A first crater was formed at the peak of the mountain on March 27, 1980, followed by a second smaller crater in April (left) with a noticeable bulge on the north side of the mountain. But nobody could have predicted what would happen on May 18, 1980. The science of volcanoes overall is still little known - especially those that formed the Cascade Mountain range. Which are composed of several similar volcanoes, all of them active. Mount Rainier, southeast of Seattle has had a swarm of recent small earthquakes and Mount Baker, which is a mere 40 miles from where I sit currently still has small steam plumes that rise above it occasionally, though nothing alarming.....For now.... |
When it was apparent Mount St. Helens was coming back to life, camping and all recreational activity was restricted from the volcano and people living nearby were evacuated. All complied without hesitation.
Truman, a three times divorced, but then single old man (obviously) with 16 cats stubbornly refused to leave, fearing the government or developers would take his land. No amount of warning could convince him he was at serious risk. Yet he was frequently in denial of the magnitude of that risk, thinking the wilderness surrounding his lodge and Spirit Lake itself would protect him. "If the mountain goes, I'm going with it" he was quoted as saying. He became a minor celebrity but it was doubtful he actually enjoyed the attention.
He became a folk hero to some, but disregarded as a foolish old man by many. He flatly refused to go.
His time during the last few months of his life on Mount St. Helens was made into a 1981 movie St. Helens, starring legendary actor Art Carney as Harry Truman.
But while Harry Truman stayed on his mountain, everybody else wanted to get the hell away from it. 57 people perished in the disaster. One very lucky Seattle TV photographer barely made it out alive.
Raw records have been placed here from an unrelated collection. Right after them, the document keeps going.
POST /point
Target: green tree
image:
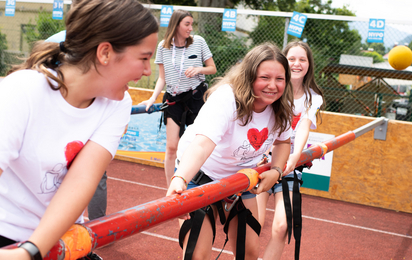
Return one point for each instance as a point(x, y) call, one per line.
point(3, 47)
point(327, 39)
point(227, 49)
point(45, 27)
The remains of Dave Crockett's KOMO-TV news car are still on view at the Mount St. Helens Historical Area. |
However, the most unusual thing about the eruption was the ash distribution. Ash closest to the mountain was like coarse sand, yet further away it was a talc-like powder, which made it easier to be carried by winds. And while the north side of the mountain collapsed in the eruption, very little ash made it into the Seattle area beyond a trace dusting. The dense ash blew straight into Vancouver, WA and Portland, OR. But the fine ash blew across the country mostly into Eastern Washington state, during day into night as far east as the Idaho panhandle and clouding skies into Minnesota and even Oklahoma with confirmed samples as far away as Virginia and North Carolina a few days after the eruption.
The eruption of course made for a quick industry in souvenirs. Millions of dollars were made by enterprising people selling Mount St. Helens ash to a history hungry public across America. But mostly in Washington State and Oregon.
Photo: Conclusions Drawn |
There were also other products....
Photo: Conclusions Drawn |
As well as songs about Mount St. Helens....
Mount St. Helens never had another major eruption since that fateful day. But don't let the returning forestry, wildlife, tourists and campers fool you. She's still very capable of re-erupting at any time. And living proof that no matter how clever we are, nature can and will surprise us at any time. And anywhere.
And we don't hold a wet match to it.